I am working on the automatic volume control for television which should take care of background noise. For this, I need to first find out the background noise. I have read in research papers that we need to subtract original audio signal which can be obtained from audio amplifier present in tv from the recorded signal by the microphone. Here microphone will be recording both original audio signal plus noise. But they have also mentioned about phase and amplitude correlation. I do not understand how to do that.
For a given TV, if you send a single short pulse (with an arbitrary amplitude of '1') out the speaker. The microphone will receive a slightly distorted pulse a short time later. (Typically you would send a pulse with enough volume that the microphone gets a clear reception of it, then reduce the microphone signal proportionally to simulate an original speaker signal with amplitude of '1'.) That distorted and delayed microphone signal is called the "impulse response" of that particular TV system. That impulse response (including the delay from the instant the signal was sent to the speaker) will need to be stored in your software for that TV.

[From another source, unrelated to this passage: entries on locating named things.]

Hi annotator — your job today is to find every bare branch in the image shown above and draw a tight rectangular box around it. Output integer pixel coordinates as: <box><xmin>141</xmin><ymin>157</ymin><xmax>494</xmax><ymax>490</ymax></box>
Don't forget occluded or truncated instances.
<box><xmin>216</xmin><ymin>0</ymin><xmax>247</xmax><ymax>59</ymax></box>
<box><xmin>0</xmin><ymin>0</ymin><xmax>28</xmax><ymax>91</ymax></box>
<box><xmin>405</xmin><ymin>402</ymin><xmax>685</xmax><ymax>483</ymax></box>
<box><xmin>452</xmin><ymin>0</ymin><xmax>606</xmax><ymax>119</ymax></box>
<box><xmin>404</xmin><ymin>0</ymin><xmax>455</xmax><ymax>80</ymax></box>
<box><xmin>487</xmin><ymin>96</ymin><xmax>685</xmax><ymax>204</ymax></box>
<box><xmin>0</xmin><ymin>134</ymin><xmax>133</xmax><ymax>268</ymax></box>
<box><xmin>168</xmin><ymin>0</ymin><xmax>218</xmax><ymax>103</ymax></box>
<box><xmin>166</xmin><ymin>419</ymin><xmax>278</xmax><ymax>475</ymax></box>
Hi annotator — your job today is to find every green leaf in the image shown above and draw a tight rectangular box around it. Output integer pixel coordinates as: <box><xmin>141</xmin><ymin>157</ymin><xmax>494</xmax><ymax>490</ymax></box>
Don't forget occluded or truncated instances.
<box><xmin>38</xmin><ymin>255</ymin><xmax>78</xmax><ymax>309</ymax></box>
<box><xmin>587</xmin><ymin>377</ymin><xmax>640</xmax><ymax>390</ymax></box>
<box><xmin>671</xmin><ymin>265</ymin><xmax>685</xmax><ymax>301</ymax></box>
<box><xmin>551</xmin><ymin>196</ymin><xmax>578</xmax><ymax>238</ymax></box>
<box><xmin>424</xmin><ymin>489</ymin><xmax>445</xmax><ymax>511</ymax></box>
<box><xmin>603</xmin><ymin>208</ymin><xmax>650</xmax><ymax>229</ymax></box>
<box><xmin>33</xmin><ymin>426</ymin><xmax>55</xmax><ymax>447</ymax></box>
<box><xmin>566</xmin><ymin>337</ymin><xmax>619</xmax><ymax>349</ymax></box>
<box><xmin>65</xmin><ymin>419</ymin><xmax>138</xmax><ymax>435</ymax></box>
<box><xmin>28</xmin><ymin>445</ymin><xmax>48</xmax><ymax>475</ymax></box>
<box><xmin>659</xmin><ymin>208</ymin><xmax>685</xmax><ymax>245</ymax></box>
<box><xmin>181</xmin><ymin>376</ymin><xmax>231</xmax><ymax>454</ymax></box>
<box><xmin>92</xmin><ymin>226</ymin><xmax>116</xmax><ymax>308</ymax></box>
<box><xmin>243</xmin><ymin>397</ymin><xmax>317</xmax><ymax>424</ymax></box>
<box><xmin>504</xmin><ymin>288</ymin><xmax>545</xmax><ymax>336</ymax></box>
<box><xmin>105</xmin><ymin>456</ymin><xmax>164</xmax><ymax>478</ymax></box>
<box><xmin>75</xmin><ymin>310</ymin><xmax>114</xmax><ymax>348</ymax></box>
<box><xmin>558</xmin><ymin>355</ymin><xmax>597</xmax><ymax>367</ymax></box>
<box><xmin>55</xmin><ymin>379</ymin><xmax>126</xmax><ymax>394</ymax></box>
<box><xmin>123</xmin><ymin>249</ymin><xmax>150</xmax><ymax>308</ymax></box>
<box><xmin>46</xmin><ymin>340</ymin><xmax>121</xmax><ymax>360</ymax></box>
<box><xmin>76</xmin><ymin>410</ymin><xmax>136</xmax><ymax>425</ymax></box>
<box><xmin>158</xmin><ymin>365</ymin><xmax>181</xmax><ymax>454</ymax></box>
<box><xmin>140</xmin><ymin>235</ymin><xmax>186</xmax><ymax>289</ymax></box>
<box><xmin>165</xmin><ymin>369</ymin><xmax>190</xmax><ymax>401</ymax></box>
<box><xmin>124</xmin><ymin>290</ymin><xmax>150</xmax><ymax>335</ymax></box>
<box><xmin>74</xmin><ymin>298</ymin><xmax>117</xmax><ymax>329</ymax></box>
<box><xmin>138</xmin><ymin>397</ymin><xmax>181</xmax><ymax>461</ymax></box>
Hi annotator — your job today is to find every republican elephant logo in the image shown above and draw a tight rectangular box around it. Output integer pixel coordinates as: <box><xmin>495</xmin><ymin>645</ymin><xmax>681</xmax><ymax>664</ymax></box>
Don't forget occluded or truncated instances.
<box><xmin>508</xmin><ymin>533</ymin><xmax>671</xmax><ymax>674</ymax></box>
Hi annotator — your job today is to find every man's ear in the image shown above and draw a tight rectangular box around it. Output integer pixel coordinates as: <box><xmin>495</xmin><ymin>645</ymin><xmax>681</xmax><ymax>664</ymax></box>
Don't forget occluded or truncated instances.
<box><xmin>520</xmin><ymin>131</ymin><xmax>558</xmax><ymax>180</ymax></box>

Then to remove the distorted speaker signal from your microphone signal, you need to take the original electronic speaker signal and multiply it by that impulse response, and then subtract the result from your microphone signal. You do all this in the frequency domain because its far simpler and more efficient than doing it in the time domain. You don't even have to turn the final microphone signal back into time domain since you only wanted the ambient volume, anyway.
Look up "convolve impulse response".
EDIT: To clarify (per your comment): The impulse response of the speaker-to-microphone path is a measure of the delay and distortion created by that path--and that's what you initially experimentally measure in the lab. But you don't know the impulse response of the noise-source-to-microphone path, so you can't correct for that distortion. All you can do is note the power spectrum of the noise (after subtracting the speaker contribution), and then adjust the speaker volume and maybe spectrum in order to help compensate for that noise. By the way, be sure to do the arithmetic (the multiply and the subtract) in the complex plane, because the FFT data is complex.